Vitis vinifera L., the common grapevine, is known for many benefits on human health, particularly for the antioxidant potential of its main bioactive compounds proanthocyanidins but also many phenolic acids and flavonoids [106,141]. The V. vinifera hydroalcoholic extract in the model of oxaliplatin-induced neurotoxicity showed extensive activity towards the reduction of superoxide anion concentration and lipid peroxidation in rat astrocytes [136]. It also suppressed mechanical and thermal hypersensitivity in rats while a decline of astrocytes activation in the spinal cord was monitored. The grape seed proanthocyanidin extract also showed neuroprotective power against carboplatin in a study reported by Yousef et al. [137]. The main way of acting was through decreasing the oxidative stress in brain tissue and reducing cytokines, p53, neurotransmitters and biochemical parameters.
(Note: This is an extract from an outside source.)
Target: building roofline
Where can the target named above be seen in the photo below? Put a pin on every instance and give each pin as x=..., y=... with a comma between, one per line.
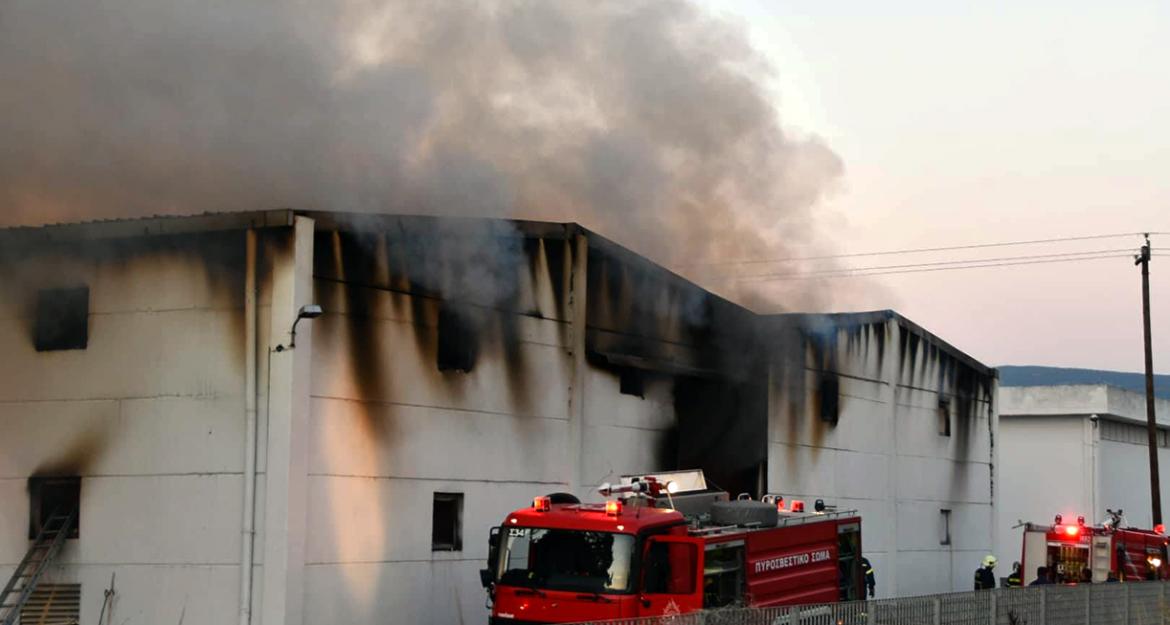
x=845, y=320
x=145, y=226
The extract also inhibited brain cell apoptosis and alleviated carboplatin effects on the histological parameters. Green tea (Camellia sinensis) can attenuate toxicities linked to treatment with platinum-based drugs (cisplatin, oxaliplatin) [154]. Its extract had notable potential on oxaliplatin-induced peripheral neuropathy in rats where caused alleviation of sensory symptoms after oxaliplatin treatment, such as allodynia, but it was inefficient in the prevention of morphometric or electrophysiological alterations [138]. Lithospermum erythrorhizon is a plant used in traditional Chinese medicine for eczema and other skin diseases as well as for wound healing. However, it was shown that Lithospermi radix extract can be an excellent neuroprotective agent against oxaliplatin-induced peripheral neuropathy in both in vitro and in vivo models [139].

6. Conclusions

In summary, we intentionally presented the variety of previously reported beneficial effects of antioxidant supplementation in the treatment of neurotoxicity, as one of the most frequent dose- and time-limiting factors in chemotherapeutic protocols that include platinum-based compounds. It seems reasonable that future investigations that should analyze the protective role of specific antioxidants more precisely may result in achieving even more subtle coverage of chemotherapeutic protocols with adverse effects preventing strategy.